週に半分以上、そうやって高町と三和は顔を合わせていた。三和が現れるまでは軽いけがをしつつも最後には撃退できていた高町にとってはありがた迷惑にほかなかった。
その後のことを考えると迷惑でしかなかった。
三和は決まって、魔物退治の後は高町を引きずって何かしらをやる。ファーストフード店でおやつと称しながらハンバーガーとフライドポテトLサイズを頬張ったり、ショッピングモールの買い物に付き合わせたり。食べるか、連れ回すか。とにかく、高町が避けてきたことを三和は求めるのである。
一人じゃない。誰かと一緒に行動すること。
なので三和が飛び込んでくるとうんざりした気分になるのだった。
「ほら、何飲む? 私は選んだから、ほら」
三和に渡された注文用のタブレット。隅にはカラオケボックスの店名が表示されていた。そう、カラオケボックス。よりによってカラオケボックスだ。話す相手もいなければ、高町にはカラオケボックスに行くような相手も文化もなかった。

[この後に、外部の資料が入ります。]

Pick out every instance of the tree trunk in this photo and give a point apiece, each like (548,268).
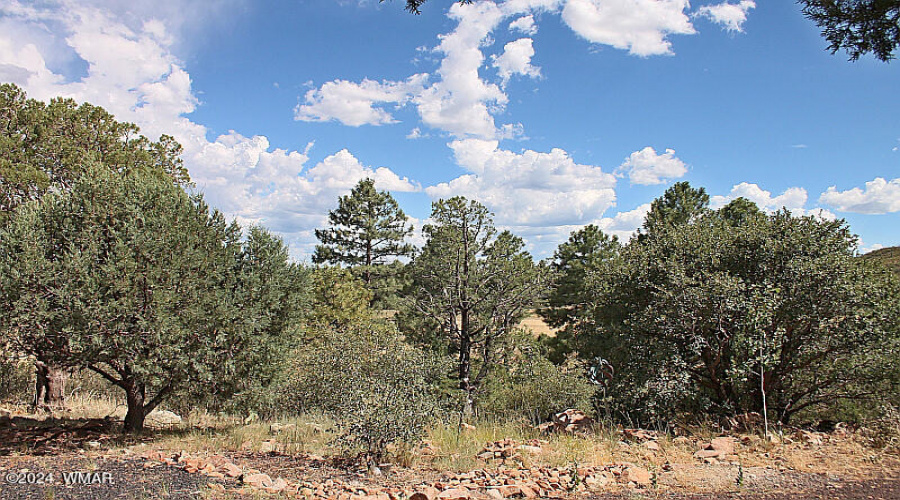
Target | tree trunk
(134,418)
(465,374)
(49,386)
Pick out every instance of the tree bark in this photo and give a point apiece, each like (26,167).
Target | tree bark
(49,386)
(134,397)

適当に知っている飲み物を注文した後は三和にタブレットを返した。けれども当の本人はすぐ突き返そうとする。高町がキョトンとしていれば、おもむろにタブレットをテーブルに横たえた。
カカカ。
「いやだって私、喋れないもの。タブレット渡されても歌を選んだところで歌えないし」
「じゃあ何で連れてきたんだよ」
カカカ、カッ。
「ちょっと込み入った話をしたくて」
込み入った話、というワードは高町を戸惑わせた。高町の生き様を知らない人にとっては何を言っているのか分からないだろうが、込み入った話をされるようなことを経験したことがなかった。血が繋がっているならともかく、何の拘りもない、せいぜい死んだ親が助けたらしいという関係性しかない人物から放たれる言葉とは思っていなかった。
「どうしたのさ固まって」
秒速三十発のクリック音もまるで聞こえていなかった。
「き――こ――え――て――る――?」
三和の指先が苛立ちを隠さずに鍵を打った。二人の間を見守る液晶テレビからは新曲の案内が流れてくる。液晶からの光に照らされた文字が高町に迫った。
「その、何でもない」
「それよ、それ」
三和の脈絡のないツッコミにはどう反応すればよいのか、高町の中の引き出しには使えそうなものはなかった。それとなくやり過ごせそうな言葉を垂らしただけなのに、どうして三和を釣り上げることになってしまうのか。高町は当たり障りのない言葉を選んだつもりだった。それがどうして。関心を持ってしまうのか。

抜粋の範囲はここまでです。